A atuação de Alexandre e a de Orlando dão uma dimensão alargada às questões que o texto e a direção de Rodrigo apontam. Há paródias, dramas, troca de papéis sociais, inversões que os dois atores levantam e cortam com a categoria de medalhas de ouro do vôlei. Não há lamentos, nem vitimização – há fatos, poesia, que se apoiam nas imagens projetadas.

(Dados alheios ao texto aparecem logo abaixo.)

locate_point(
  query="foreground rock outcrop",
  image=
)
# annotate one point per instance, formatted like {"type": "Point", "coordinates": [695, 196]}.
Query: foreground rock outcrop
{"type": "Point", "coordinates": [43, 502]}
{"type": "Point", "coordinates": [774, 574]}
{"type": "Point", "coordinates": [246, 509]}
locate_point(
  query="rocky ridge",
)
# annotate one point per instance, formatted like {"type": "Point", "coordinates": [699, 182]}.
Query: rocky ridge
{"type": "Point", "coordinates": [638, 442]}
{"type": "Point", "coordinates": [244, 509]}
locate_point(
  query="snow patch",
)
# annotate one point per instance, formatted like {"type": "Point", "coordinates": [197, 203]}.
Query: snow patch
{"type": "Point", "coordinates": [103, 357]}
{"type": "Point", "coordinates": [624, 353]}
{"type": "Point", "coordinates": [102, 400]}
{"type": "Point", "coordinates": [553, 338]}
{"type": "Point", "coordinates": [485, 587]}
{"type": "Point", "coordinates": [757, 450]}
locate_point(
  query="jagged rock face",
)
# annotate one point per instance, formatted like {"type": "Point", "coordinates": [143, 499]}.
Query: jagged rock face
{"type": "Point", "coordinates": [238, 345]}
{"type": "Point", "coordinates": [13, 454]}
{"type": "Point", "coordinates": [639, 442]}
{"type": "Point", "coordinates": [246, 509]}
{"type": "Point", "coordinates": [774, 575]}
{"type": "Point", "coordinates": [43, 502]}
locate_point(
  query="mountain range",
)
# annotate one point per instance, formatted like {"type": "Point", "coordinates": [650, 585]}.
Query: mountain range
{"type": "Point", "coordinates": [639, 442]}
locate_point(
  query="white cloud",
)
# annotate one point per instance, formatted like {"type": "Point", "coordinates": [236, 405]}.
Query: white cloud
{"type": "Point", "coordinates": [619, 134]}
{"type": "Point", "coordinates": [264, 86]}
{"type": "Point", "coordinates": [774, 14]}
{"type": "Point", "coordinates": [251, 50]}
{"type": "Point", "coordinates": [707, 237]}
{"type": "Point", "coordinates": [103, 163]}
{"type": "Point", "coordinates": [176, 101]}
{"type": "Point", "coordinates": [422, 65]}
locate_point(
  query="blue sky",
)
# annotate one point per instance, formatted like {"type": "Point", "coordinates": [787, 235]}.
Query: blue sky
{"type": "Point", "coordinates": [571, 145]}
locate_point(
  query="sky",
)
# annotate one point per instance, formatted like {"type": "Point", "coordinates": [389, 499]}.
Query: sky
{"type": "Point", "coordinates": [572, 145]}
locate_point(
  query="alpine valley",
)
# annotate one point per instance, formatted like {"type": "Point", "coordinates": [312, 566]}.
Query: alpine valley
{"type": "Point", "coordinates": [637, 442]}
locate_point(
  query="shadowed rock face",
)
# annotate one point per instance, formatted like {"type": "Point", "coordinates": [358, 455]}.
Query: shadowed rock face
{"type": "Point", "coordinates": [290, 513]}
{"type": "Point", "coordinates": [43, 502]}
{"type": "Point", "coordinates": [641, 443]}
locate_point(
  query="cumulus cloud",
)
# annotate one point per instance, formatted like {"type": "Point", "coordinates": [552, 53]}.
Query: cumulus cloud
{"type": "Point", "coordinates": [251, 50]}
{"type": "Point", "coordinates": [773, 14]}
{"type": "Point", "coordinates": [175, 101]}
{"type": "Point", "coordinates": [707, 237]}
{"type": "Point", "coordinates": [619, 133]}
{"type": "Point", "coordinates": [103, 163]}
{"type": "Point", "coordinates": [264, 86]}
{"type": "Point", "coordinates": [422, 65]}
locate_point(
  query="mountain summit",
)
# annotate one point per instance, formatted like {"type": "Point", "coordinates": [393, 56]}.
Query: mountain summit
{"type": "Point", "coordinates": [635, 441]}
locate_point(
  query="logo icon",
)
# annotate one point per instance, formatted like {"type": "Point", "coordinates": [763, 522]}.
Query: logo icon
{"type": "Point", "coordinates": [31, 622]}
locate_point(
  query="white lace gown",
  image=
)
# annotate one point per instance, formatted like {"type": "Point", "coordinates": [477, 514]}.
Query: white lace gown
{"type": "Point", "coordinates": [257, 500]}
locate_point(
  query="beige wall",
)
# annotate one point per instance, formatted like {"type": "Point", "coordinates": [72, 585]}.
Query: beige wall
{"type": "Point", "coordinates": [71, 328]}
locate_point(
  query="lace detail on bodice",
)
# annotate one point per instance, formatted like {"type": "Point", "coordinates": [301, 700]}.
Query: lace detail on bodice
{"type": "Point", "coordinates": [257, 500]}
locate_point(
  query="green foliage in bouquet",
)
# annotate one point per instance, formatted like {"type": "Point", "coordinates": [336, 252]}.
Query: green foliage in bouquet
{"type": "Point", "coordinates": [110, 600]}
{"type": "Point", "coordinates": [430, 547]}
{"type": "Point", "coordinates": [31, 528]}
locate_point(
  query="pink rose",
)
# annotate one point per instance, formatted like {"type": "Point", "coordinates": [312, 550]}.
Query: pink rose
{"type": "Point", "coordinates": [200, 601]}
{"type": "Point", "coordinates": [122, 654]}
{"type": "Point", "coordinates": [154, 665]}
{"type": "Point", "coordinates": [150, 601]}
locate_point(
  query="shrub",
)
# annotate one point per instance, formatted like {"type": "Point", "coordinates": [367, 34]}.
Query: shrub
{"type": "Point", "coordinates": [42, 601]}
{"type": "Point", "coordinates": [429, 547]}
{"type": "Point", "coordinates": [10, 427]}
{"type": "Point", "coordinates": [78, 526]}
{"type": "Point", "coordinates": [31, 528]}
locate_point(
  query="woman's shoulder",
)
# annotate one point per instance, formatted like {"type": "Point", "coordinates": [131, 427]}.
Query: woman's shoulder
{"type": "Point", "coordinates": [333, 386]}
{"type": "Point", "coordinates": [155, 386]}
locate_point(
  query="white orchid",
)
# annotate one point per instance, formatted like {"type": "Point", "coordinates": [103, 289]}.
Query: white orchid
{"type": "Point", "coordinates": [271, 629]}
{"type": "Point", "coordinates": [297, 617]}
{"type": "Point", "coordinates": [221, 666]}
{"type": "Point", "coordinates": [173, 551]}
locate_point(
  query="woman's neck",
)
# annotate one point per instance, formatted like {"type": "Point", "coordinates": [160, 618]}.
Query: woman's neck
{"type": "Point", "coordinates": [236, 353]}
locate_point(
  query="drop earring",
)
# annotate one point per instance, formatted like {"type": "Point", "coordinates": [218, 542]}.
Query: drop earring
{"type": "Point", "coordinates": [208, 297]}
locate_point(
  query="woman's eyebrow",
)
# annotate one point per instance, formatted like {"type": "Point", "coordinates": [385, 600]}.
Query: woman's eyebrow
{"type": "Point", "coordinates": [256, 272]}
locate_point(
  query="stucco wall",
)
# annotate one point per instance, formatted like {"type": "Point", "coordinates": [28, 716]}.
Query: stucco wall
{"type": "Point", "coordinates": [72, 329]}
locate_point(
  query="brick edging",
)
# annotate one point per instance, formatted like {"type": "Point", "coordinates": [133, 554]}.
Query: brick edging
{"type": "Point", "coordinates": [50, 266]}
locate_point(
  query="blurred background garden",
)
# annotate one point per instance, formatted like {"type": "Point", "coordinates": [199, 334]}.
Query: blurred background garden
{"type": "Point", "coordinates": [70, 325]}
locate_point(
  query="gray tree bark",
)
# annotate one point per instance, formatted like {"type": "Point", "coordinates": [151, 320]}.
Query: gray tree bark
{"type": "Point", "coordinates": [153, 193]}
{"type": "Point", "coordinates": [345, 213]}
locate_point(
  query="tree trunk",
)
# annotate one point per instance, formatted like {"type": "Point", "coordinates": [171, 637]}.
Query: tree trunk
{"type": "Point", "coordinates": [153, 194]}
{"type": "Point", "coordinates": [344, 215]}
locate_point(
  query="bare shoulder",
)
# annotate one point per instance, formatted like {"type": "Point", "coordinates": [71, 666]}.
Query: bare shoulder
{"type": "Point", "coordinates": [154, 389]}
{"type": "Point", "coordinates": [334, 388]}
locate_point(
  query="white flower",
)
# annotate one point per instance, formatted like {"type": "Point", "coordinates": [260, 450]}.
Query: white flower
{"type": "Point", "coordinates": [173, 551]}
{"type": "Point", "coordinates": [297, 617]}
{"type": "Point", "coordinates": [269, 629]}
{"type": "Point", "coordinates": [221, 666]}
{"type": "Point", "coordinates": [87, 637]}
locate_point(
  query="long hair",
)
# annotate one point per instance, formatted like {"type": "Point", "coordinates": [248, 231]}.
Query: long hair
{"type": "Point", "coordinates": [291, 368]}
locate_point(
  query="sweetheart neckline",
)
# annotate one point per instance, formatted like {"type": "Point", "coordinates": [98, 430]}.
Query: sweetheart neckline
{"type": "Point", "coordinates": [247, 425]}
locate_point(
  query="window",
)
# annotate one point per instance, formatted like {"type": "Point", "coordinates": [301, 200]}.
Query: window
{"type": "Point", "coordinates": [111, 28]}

As figuras homenageadas estão longe de cumprir qualquer tipo de estereótipo, seja aquele do imaginário de todo homem negro e heterossexual e viril, seja aquele do homossexual “mulherzinha”. Lá estão as histórias e as imagens de Madame Satã, Gilberto França, o bailarino Reinaldo Pepê, Rolando Faria e Luiz Antônio ( (“Queer Les Étoiles”) e Jorge Laffond. Assim, “Angu” é uma peça com todos os melhores elementos do teatro: dramaturgia, direção, expressão, atores que se complementam nos depoimentos pessoais, de uma beleza ímpar, de Alexandre e Orlando.
Serviço:
Futuros – Arte e Tecnologia (Rua Dois de Dezembro, 63, Flamengo)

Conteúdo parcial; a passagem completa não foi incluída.